Susan Dooley of the Dale Carnegie organization states that no response is a response. In fact, in failing to return a phone call promptly, rather than assuming you are busy with assembling the information to return their call (or you are away on vacation) the caller may assume something quite different:
[T]here’s a risk that the person feeling “snubbed” by the offender may draw a completely different, and inaccurate, conclusion, such as:
- This is not a top priority to you
- You’re not a professional
- You’re a procrastinator
- You don’t have the answer
- I’m not important to you
- You’re disorganized
- You can’t be counted on
- You’re hiding
- You have bad news, but are not strong enough to communicate it to me
Yikes! No professional would want to be labeled with these character attributes. Unfortunately, the wrong interpretation by the right person can harm business relationships and even careers.
No one would intentionally send these messages to their clients that are noted above. Yet by failing to return phone calls promptly, we are unintentionally sending these very negative messages…about ourselves and how responsible we are to our clients.
So what to do? There are a number of very good suggestions in these situations:
- The first thing is to recover your credibility. Acknowledge that the trust someone has placed in you has taken a hit. Your words and your actions have failed to align. It is easy to lose credibility and hard to regain it afterwards. You made an explicit or implicit promise to your clients to care about their matter.
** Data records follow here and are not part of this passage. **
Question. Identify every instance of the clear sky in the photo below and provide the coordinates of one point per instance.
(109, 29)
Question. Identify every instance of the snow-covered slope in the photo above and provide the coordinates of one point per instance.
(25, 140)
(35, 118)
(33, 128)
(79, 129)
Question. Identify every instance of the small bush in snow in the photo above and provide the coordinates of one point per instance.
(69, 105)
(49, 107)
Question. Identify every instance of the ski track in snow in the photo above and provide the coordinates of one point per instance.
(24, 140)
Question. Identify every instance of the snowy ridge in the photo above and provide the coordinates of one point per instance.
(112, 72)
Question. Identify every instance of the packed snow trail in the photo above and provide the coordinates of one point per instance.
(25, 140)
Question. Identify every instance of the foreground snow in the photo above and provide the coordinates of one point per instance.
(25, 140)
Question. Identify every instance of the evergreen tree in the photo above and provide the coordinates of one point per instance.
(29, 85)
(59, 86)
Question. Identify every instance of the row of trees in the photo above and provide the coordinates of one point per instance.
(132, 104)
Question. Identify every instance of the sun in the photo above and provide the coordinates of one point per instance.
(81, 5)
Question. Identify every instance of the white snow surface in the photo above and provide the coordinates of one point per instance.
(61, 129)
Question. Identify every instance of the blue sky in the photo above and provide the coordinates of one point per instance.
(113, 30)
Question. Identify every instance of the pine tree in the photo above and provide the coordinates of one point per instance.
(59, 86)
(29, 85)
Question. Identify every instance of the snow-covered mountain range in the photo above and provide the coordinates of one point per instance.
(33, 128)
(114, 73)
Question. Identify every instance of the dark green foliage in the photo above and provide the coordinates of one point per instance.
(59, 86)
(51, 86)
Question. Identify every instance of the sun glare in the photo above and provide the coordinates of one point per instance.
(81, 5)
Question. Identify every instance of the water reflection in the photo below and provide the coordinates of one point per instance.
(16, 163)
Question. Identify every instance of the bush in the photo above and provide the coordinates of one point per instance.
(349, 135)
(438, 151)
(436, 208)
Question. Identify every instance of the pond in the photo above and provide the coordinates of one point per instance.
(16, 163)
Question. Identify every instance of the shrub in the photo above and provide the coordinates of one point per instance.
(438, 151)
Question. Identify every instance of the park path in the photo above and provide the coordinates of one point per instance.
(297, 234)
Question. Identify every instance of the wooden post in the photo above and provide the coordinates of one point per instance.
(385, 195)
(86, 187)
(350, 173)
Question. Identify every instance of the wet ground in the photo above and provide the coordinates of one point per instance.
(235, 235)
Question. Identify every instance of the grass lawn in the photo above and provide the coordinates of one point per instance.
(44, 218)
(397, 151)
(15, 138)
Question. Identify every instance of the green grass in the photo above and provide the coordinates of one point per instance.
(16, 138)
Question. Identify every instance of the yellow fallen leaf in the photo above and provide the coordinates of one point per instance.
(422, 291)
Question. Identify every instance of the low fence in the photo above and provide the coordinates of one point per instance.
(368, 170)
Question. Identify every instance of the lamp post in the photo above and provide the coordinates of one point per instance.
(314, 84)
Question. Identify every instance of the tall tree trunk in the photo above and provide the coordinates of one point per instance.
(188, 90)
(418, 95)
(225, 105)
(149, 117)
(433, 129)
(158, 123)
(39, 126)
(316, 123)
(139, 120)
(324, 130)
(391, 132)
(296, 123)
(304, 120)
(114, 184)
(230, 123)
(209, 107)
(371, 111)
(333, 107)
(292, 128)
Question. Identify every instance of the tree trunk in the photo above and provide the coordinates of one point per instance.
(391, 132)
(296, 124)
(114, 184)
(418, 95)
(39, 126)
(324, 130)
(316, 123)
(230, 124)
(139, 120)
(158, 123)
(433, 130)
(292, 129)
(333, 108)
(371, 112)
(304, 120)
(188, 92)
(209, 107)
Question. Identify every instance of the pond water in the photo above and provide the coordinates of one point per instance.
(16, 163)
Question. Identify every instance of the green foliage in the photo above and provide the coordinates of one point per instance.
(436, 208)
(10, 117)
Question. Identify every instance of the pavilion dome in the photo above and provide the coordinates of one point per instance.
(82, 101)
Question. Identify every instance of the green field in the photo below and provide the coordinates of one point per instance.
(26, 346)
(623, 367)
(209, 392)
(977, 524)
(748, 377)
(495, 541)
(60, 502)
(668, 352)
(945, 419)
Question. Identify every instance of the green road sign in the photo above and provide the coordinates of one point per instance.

Failing to return their phone call has broken that promise. Start by apologizing. This is NOT an excuse. Don’t say: “I am sorry, but….” As soon as you say that word ‘but’ you have demolished any shred of credibility you had. Understand that you need to take ownership of the fact that you have disappointed your client and be real and honest to them. They are owed at least that much.
- Try to stop this from occurring in the first place by setting exceptions at the outset. If you are away from the office, on vacation, in court or on a personal matter, let your voice mail message shape the expectation of the caller as to when they can expect a call. If you have gone on an 180 day world tour, having your voice mail message state “Hi this is John Smith, I can’t take your call right now please leave a message” is completely different from “Hi this is John Smith. I am out of the office until March 2016. Please contact Jane Doe at extension 123 to discuss your matter or have this call answered by someone else at this office.”
- Ask yourself: “What kind of message do I want to leave with those who want to reach me?” If the answer to that is one of caring and commitment to their concerns, then you will implement policies such as having your assistant check your voice mail daily for messages and return your calls, if only to communicate that you are in trial and perhaps they could speak to someone else in your absence.
- Don’t wait to communicate bad news. Failing to contact people promptly when things don’t go as expected sends a very powerful message – along the lines that you are weak and don’t wish to face unpleasant facts and situations. Especially when things don’t go as expected is when clients will be looking to you as their source of strength to weather the setbacks. If you fail them now, you will fail them in the long term. Be their oak that stands up to the storm and let them know…in fair weather or foul ..that you will be there for them and be their source of strength.
Above all, when that telephone rings…land line or mobile…recognize that you have a golden opportunity. You can build your reputation and your client trust or destroy it, one ringy-dingy at a time.